Metadata-Version: 2.1
Name: watercrawl-plugin
Version: 0.0.2
Summary: This project used for writing WaterCrawl plugins
Author-email: AmirMohsen Asaran <info@watercrawl.ai>
Project-URL: Homepage, https://github.com/watercrawl/watercrawl-plugin
Project-URL: Issues, https://github.com/watercrawl/watercrawl/issues
Classifier: Programming Language :: Python :: 3
Classifier: License :: OSI Approved :: MIT License
Classifier: Operating System :: OS Independent
Requires-Python: >=3.11
Description-Content-Type: text/markdown
License-File: LICENSE

# Watercrawl Plugin

[![PyPI version](https://badge.fury.io/py/watercrawl-plugin.svg)](https://badge.fury.io/py/watercrawl-plugin)
[![License: MIT](https://img.shields.io/badge/License-MIT-yellow.svg)](https://opensource.org/licenses/MIT)

## Description

WaterCrawl plugin is a Python package that provides a base for creating plugins for the WaterCrawl web crawling framework.
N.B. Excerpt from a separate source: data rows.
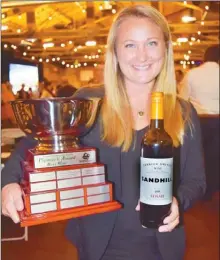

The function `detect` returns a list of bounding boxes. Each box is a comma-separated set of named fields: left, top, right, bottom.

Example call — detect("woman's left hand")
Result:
left=136, top=197, right=179, bottom=232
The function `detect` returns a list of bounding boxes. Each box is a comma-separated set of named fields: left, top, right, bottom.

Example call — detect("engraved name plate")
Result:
left=87, top=185, right=110, bottom=196
left=87, top=193, right=110, bottom=205
left=60, top=198, right=85, bottom=209
left=29, top=171, right=56, bottom=182
left=31, top=202, right=57, bottom=214
left=30, top=192, right=56, bottom=204
left=57, top=178, right=82, bottom=189
left=57, top=169, right=81, bottom=180
left=30, top=181, right=57, bottom=192
left=34, top=150, right=96, bottom=169
left=60, top=189, right=84, bottom=200
left=82, top=174, right=105, bottom=185
left=82, top=166, right=105, bottom=176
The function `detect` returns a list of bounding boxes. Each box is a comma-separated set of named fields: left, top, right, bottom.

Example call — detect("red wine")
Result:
left=140, top=92, right=173, bottom=228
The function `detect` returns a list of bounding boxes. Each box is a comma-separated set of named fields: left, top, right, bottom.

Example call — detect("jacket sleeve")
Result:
left=1, top=136, right=37, bottom=188
left=177, top=102, right=206, bottom=210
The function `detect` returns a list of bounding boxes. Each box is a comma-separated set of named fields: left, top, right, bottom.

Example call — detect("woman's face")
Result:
left=116, top=17, right=166, bottom=88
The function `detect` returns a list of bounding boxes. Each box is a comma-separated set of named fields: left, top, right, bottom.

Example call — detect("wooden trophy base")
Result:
left=19, top=201, right=122, bottom=227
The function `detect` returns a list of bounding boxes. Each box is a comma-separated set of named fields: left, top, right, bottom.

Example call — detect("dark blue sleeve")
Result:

It offers abstract classes and interfaces to standardize plugin development.

## Installation

You can install the WaterCrawl plugin package using pip:

```bash
pip install watercrawl-plugin
```
Usage
To create a new plugin for Watercrawl, you need to extend the base classes provided by this package. Here's a basic guide on how to create a new plugin:

Import the necessary classes:

```python
from watercrawl_plugin import AbstractPlugin, AbstractPipelinePlugin, AbstractInputValidator
```
Create your plugin class by extending AbstractPlugin:


```python
class MyPlugin(AbstractPlugin):
    @classmethod
    def get_name(cls) -> str:
        return "MyPlugin"

    @classmethod
    def get_description(cls) -> str:
        return "This is my custom plugin for WaterCrawl"

    @classmethod
    def get_version(cls) -> str:
        return "0.1.0"

    @classmethod
    def get_author(cls) -> str:
        return "Your Name"

    @classmethod
    def get_pipeline_class(cls):
        return MyPipelinePlugin

    @classmethod
    def get_input_validator(cls):
        return MyInputValidator
```


Create a pipeline plugin by extending AbstractPipelinePlugin:

```python
class MyPipelinePlugin(AbstractPipelinePlugin):
    def process_item(self):
        # Implement your item processing logic here
        # You can access self.item, self.spider, self.crawler_service, and self.helpers
        pass
```

Create an input validator by extending AbstractInputValidator:

```python
class MyInputValidator(AbstractInputValidator):
    def validate(self):
        # Implement your input validation logic here
        # You can access self.crawler_service, self.helpers, and self.errors
        pass
```

## API Reference
For detailed information about the base classes and their methods, refer to the source code in src/watercrawl_plugin/base.py.

## Contributing
Contributions are welcome! Please feel free to submit a Pull Request.

## License
This project is licensed under the MIT License - see the LICENSE file for details.